Blue Prince, the award-winning strategy roguelike for puzzle freaks, is over a year old. But for many of you, the best time to play it was decidedly not a year ago. It’s now.
That’s because Blue Prince has just gotten a major accessibility update that aims to alleviate many of the biggest issues people had with the actual act of playing it, most notably a lack of colorblind accessibility features or controller remapping. Update 1.7 adds Color Assist to the Accessibility menu in-game, which includes the ability to make puzzle colors more vivid, add patterns to puzzle colors to make them even more distinct, and something I haven’t really seen before: a color labeler that just…tells you what color things are:

That’s pretty cool, especially the labeler feature! It is, annoyingly, over a year late. Blue Prince released on April 10 of last year, and it remains wild to me that a game with multiple mandatory puzzles dependent on being able to see and interpret different colors didn’t account for colorblind folks, or couldn’t have at minimum put in the pattern overlays sooner while the team worked on other things. A lot of people who wanted to play Blue Prince a year ago couldn’t. Hopefully now they can.

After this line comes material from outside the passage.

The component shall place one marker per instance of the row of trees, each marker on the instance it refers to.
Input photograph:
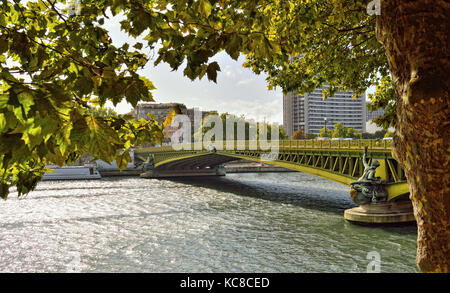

In addition, developer Dogubomb has added button remapping options both for controller and keyboard (another feature I’m floored wasn’t in there already), options to adjust the game’s cursor opacity, style, and size, a toggle that effectively enables autorun so you don’t have to hold down a button to move at a reasonable pace, and motion assist settings to reduce motion sickness.
The full list of changes, including a number of bug fixes, can be found here. Patch 1.7 is now live on Steam and is on its way shortly to all other platforms pending platform holder approvals.
This won’t be the last major update for Blue Prince. Creator Tonda Ros has promised one big “final update” in 1.10 that will add the missing arcade game Digiblocks, a cat, some more cinematics, and a few other things. This accessibility update covers a meaningful chunk of what Ros promised to add to Blue Prince before he moved on from its development, putting him even closer to closing the book personally on a game that, if you want, doesn’t ever end.
Blue Prince is fantastic, so if you gave it a shot last year and very reasonably bounced off due to not being able to see a dartboard, I highly recommend heading back into the manor now. It’s either a pleasant 20ish-hour puzzling jaunt, or a 100+ hour mindfreak that actively tries to send you spiraling. I belong in the latter category of puzzle sicko and this was one of the best things I played last year.
And seriously, go into this one with a blank notebook. You’ll regret it if you don’t.